A vida não consulta ninguém. Não bate na porta, não deixa bilhete, não explica as regras. Ela simplesmente vai. Anda por trilhas que não traçamos, dobra esquinas sem avisar, tropeça em nossos planos com a A leveza de quem não tem culpa.

Você pode querer parar. Pode sentar-se no meio do caminho e cruzar os braços, esperando que tudo faça sentido. Mas ela segue. Respira, arfa, pulsa dentro de nós — mesmo quando não queremos mais acompanhar. Mesmo quando já não entendemos para onde estamos indo.

Não somos os donos da própria vida. Essa ideia romântica de que basta decidir, escolher, planejar — é bonita, mas frágil. Há forças que nos atravessam sem pedir opinião. O tempo, o acaso, as perdas, os encontros. A dor e a beleza de existir nos arrastam, como correnteza mansa ou fúria de rio em cheia.

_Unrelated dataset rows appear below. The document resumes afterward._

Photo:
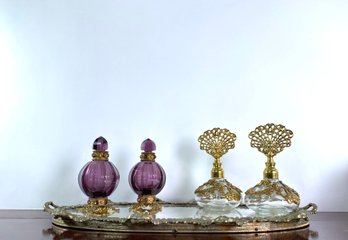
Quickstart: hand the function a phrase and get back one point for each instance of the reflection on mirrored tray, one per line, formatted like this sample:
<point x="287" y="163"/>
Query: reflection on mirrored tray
<point x="58" y="233"/>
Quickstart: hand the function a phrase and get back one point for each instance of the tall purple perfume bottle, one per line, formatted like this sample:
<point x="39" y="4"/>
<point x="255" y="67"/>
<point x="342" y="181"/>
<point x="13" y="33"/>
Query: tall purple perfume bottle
<point x="99" y="177"/>
<point x="147" y="178"/>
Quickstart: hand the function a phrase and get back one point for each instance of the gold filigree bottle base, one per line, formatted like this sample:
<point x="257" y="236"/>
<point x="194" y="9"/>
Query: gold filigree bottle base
<point x="218" y="194"/>
<point x="272" y="197"/>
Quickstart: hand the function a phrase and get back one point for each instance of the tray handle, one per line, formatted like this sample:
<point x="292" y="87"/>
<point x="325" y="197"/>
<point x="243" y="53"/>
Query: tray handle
<point x="311" y="208"/>
<point x="50" y="207"/>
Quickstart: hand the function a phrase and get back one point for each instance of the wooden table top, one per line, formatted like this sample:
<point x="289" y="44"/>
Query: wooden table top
<point x="36" y="224"/>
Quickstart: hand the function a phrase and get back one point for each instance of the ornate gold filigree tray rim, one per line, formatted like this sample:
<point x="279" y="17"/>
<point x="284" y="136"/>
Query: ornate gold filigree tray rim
<point x="295" y="220"/>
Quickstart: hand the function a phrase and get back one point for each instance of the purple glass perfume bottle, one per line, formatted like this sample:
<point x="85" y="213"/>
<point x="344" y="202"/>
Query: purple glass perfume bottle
<point x="99" y="177"/>
<point x="147" y="178"/>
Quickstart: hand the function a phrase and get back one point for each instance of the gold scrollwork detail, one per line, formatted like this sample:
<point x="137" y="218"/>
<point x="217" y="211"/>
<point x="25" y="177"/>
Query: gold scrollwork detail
<point x="217" y="142"/>
<point x="267" y="187"/>
<point x="98" y="207"/>
<point x="100" y="155"/>
<point x="214" y="189"/>
<point x="146" y="205"/>
<point x="148" y="156"/>
<point x="270" y="139"/>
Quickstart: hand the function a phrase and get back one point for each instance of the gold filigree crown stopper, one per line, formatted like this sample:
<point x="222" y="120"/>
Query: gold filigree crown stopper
<point x="270" y="139"/>
<point x="217" y="142"/>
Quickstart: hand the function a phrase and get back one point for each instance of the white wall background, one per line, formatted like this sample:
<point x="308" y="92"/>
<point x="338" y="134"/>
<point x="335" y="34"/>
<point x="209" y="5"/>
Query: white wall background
<point x="72" y="70"/>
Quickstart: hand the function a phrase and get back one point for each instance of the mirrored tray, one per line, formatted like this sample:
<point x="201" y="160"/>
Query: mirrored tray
<point x="177" y="218"/>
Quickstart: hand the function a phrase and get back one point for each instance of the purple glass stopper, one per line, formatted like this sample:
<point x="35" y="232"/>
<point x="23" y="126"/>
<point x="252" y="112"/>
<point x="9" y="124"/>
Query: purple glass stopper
<point x="147" y="178"/>
<point x="100" y="144"/>
<point x="148" y="145"/>
<point x="98" y="179"/>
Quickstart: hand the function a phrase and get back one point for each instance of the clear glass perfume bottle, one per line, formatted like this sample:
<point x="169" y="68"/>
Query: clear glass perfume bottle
<point x="217" y="193"/>
<point x="271" y="196"/>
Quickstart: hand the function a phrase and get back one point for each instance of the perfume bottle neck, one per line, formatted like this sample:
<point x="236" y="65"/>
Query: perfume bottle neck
<point x="217" y="171"/>
<point x="270" y="171"/>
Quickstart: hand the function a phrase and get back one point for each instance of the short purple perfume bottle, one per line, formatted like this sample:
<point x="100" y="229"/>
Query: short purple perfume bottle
<point x="99" y="177"/>
<point x="147" y="178"/>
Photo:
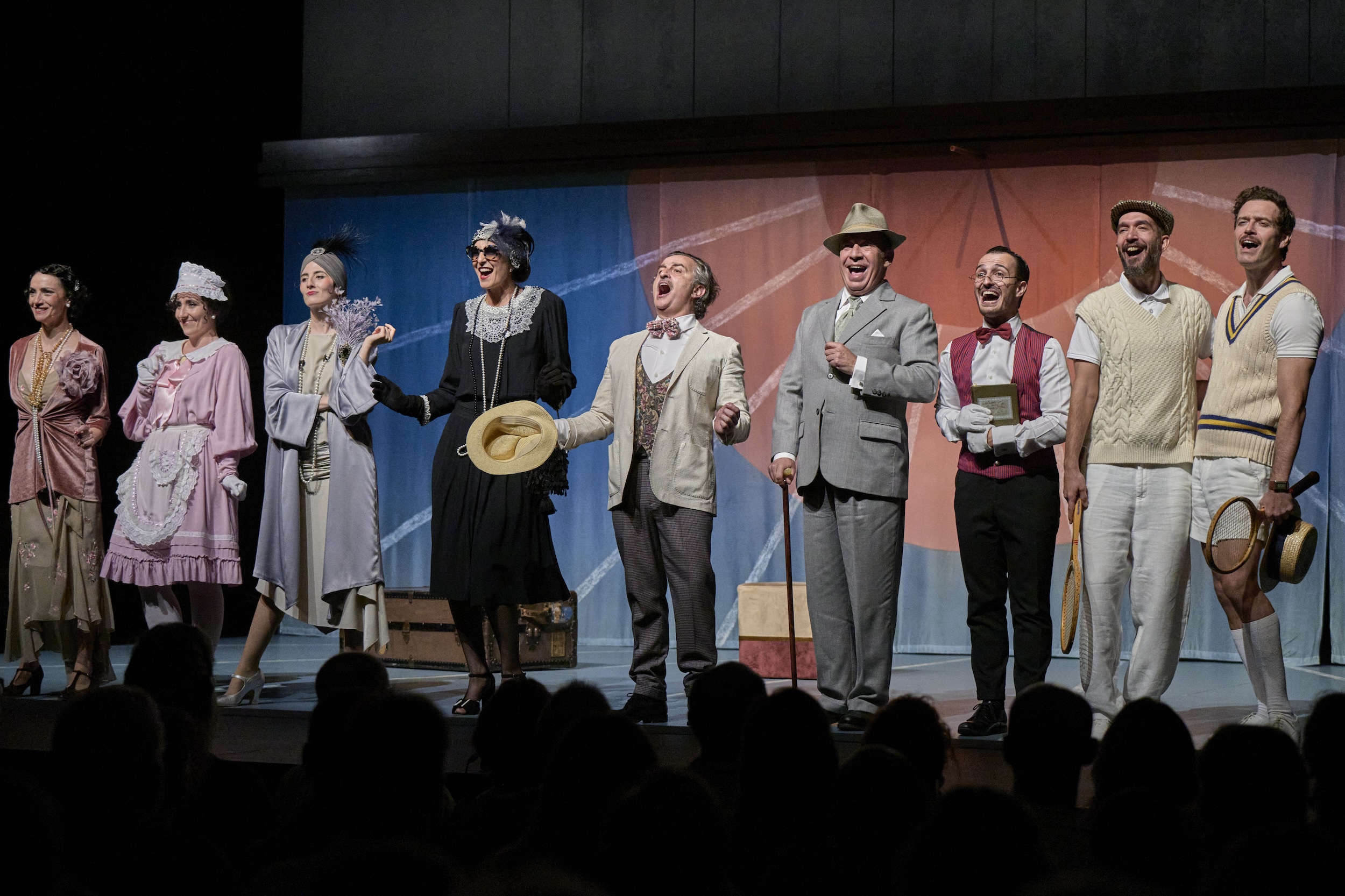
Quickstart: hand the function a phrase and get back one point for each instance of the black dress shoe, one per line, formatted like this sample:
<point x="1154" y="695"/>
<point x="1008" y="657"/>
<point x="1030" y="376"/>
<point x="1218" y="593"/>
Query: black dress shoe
<point x="642" y="708"/>
<point x="854" y="720"/>
<point x="986" y="719"/>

E a gente vai, aos trancos. Tentando entender. Tentando acompanhar. Às vezes protagonistas, às vezes apenas espectadores de nós mesmos, como se assistíssemos à nossa história sendo escrita por mãos invisíveis. Resta aprender a ler os sinais, recolher os cacos, abraçar o que ainda vibra — e seguir.

Porque viver não é ter o controle. Viver é não saber, e ainda assim continuar.

Continuar mesmo quando tudo parece ruir, mesmo quando os dias repetem silêncios ou barulhos demais. Continuar sem garantias, sem roteiro, sem manual. E às vezes, sem ninguém do lado para traduzir o caos.

Há momentos em que tudo o que conseguimos fazer é respirar. E isso já é muito. É nesse respiro, nesse pequeno ato involuntário, que a vida se impõe — mesmo que a gente não queira, mesmo que doa. É ali que ela se mantém viva em nós, enquanto decidimos se ainda acreditamos nela ou não.

Tem horas que parecemos passageiros de um corpo cansado, observando as coisas acontecerem lá fora, sem conseguir mover uma vírgula dentro. E está tudo bem. Há dias em que ser expectador é o máximo que conseguimos. E mesmo assim, a vida passa — e nos leva junto.

Não há como domá-la. Não se doma o vento, nem o tempo, nem o que pulsa sem trégua dentro do peito. Mas talvez, entre um tropeço e outro, a gente aprenda a dançar com ela. Sem coreografia. Só presença.

A vida não quer ser decifrada. Ela quer ser sentida. Mesmo que isso, às vezes, doa mais do que gostaríamos.